Google Finds DRAM Errors More Common Than Believed
An anonymous reader writes "A Google study of DRAM errors in their data centers found that they are hundreds to thousands of times more common than has been previously believed. Hard errors may be the most common failure type. The DIMMs themselves appear to be of good quality, and bad mobo design may be the biggest problem." Here is the study (PDF), which Google engineers published with a researcher from the University of Toronto.
"a mean of 3,751 correctable errors per DIMM per year."
I'm much to lazy to do the math. Let's round up - 4k errors per year has to be a vanishingly small percentage for a system that is up 24/7/365, or 5 nines. The fact that these DIMMs were "stressed" makes me wonder about the validity of the test. Heat stress, among other things, will multiply errors far beyond what you will see in normal service.
"Windows is like the faint smell of piss in a subway: it's there, and there's nothing you can do about it." - Charlie Br
I've always thought it would be a nice-to-have feature for my home system to have ECC - perhaps it might degrade over time and misbehave less if it could detect and fix some errors. But my normal sources don't seem to stock many choices. E.g. Newegg appears to have 2 motherboards to choose from, both for AMD CPUs, nothing for Intel. Frys appears to have one, same, AMD only. Is this just the way things are, or do I need to be looking somewhere else? Would picking one of these motherboards end up in not working out well for my gaming rig?
is competition good, or is duplication of effort bad?
In my experience at work ordering Dell desktops and laptops, by far the most common defect is 1-3% of machines with bad RAM. Typically it's made by Hynix, occasionally Hyundai, and I've never seen other brands fail. On many occasions though, I've predicted Hynix, pulled it, and sure enough theirs was the piece causing the errors in Memtest86+...
Adding checksumming adds another place for errors to occur though -- if data is written correctly but the checksum is-miscalculated, either before it is stored or when the data is being verified -- you'll end up throwing out perfectly good data. If you also have redundancy you're probably willing to live with that, but if you're running on single disk ZFS is just adding more opportunities for data corruption in RAM.
Read the article and remember they are talking averages here.

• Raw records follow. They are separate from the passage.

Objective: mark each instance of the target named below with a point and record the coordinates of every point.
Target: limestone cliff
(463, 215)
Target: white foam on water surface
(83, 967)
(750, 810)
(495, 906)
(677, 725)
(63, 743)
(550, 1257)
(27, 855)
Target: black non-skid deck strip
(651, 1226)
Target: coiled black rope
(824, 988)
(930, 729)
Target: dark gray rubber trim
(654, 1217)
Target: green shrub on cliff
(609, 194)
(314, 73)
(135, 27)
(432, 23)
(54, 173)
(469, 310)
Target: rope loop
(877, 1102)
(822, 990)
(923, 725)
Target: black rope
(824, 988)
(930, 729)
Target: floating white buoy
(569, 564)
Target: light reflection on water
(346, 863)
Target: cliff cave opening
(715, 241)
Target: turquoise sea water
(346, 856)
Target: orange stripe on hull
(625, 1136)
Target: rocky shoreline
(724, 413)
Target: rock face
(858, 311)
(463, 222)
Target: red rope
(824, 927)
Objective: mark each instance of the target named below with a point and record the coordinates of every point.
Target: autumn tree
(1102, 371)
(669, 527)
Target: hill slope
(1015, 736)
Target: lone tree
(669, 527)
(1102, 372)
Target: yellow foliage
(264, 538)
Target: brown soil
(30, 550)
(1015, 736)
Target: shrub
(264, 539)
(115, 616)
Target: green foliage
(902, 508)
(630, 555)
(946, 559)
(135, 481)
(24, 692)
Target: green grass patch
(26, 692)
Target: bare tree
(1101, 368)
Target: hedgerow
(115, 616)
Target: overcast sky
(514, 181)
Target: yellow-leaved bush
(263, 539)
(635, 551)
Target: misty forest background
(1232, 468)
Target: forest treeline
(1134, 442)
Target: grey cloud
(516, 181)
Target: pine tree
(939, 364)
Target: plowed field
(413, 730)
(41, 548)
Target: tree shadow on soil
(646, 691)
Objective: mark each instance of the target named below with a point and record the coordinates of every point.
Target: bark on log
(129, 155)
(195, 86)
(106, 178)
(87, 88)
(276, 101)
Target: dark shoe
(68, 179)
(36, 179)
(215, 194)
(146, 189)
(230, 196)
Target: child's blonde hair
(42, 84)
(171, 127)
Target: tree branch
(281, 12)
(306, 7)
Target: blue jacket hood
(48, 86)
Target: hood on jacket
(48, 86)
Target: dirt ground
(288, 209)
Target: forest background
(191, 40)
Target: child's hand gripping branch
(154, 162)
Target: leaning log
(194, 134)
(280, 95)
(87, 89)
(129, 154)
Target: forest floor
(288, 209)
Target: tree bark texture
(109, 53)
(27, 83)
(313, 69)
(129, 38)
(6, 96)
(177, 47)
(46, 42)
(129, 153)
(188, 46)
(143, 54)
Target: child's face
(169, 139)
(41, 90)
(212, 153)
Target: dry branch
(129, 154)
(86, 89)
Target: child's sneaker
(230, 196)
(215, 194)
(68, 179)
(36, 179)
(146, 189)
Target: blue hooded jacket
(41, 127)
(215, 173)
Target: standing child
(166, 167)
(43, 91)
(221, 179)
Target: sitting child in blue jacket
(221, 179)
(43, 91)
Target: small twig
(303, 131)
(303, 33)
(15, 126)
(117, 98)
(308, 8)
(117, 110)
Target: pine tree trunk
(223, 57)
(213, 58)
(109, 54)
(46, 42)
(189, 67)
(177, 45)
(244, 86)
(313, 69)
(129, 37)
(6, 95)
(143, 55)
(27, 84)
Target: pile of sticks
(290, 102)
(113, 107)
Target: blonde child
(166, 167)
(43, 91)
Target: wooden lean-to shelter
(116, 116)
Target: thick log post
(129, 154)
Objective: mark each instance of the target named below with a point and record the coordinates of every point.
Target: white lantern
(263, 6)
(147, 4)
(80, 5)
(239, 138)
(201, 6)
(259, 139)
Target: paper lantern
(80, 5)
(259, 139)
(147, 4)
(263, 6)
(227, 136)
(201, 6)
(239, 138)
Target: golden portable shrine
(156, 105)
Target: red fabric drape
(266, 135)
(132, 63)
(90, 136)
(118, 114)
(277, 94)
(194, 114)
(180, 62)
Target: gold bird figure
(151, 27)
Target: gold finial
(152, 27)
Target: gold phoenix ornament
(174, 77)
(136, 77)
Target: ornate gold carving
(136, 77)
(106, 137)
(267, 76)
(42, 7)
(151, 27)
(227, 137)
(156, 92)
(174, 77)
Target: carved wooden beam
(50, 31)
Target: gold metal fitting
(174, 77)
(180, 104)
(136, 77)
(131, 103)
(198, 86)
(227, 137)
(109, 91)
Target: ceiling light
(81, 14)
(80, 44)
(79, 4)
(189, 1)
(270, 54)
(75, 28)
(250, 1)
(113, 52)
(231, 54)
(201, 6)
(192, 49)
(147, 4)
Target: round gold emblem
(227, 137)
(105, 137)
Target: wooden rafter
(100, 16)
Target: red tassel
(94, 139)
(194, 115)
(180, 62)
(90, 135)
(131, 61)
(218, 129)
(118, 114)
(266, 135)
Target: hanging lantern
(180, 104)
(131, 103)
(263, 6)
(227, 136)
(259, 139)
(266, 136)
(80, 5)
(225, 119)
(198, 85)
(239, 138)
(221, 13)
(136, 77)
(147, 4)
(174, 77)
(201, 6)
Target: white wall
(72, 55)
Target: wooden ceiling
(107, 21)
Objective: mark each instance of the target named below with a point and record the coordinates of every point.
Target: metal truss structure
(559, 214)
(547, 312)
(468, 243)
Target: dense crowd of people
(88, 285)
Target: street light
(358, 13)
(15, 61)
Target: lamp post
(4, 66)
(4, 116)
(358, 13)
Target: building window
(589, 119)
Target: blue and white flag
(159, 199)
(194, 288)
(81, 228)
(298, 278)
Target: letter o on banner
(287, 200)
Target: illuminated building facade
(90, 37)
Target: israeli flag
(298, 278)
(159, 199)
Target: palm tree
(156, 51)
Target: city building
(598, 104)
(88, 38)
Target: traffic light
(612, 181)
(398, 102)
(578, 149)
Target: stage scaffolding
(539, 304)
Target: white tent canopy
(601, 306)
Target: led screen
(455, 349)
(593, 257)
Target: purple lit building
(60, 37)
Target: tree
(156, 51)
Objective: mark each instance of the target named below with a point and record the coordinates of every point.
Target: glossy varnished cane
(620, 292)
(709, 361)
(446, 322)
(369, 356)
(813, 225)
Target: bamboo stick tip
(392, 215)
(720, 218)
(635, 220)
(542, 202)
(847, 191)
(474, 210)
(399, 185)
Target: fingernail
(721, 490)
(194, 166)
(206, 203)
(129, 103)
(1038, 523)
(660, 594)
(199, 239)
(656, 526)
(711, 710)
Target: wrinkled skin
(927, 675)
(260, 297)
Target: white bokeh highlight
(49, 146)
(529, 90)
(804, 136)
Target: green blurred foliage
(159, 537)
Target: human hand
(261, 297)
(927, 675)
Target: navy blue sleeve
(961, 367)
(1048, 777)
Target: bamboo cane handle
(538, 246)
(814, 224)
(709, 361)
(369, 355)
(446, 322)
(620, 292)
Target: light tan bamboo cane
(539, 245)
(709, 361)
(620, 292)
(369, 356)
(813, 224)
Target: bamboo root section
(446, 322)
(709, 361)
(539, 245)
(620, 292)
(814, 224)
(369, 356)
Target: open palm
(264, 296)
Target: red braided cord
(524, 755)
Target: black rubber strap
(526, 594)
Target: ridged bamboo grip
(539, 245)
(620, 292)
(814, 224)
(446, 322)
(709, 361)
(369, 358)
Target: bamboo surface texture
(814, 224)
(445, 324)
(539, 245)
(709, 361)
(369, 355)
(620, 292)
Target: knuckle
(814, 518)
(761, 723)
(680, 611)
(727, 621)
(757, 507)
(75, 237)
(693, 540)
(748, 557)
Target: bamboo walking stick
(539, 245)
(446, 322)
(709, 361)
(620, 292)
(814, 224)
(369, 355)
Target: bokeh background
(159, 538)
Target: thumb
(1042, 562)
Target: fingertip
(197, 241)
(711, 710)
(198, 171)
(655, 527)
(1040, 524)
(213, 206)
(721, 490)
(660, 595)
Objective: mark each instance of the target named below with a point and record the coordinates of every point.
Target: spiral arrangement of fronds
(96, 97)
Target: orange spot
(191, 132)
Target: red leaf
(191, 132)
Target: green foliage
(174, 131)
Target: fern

They give it away with this line:
Only 8% of DIMMs had errors per year on average. Fewer DIMMs = fewer error problems - good news for users of smaller systems
Essentially, only 8% of their ECC DIMM's reported ANY errors in a given year.
Also this was pretty telling:
Besides error rates much higher than expected - which is plenty bad - the study found that error rates were motherboard, not DIMM type or vendor, dependent.
And this:
For all platforms they found that 20% of the machines with errors make up more than 90% of all observed errors on that platform.
So essentially, they are saying that only 8% of DIMMSs reported errors, 90% of which were on 20% of the machines that had errors, mostly because of motherboard issues... yet DIMMs are less reliable than previously thought.
I would imagine that if you removed all of the bad motherboards, power supplies, environmental, and other issues... that DIMMs are actually more reliable than I previously thought, not less! I wonder what percentage of CPU operations yield incorrect results. With Billions of instructions per second, even an astronomically low average of undetected cpu errors would guarantee an error at least as often as failed DIMMs.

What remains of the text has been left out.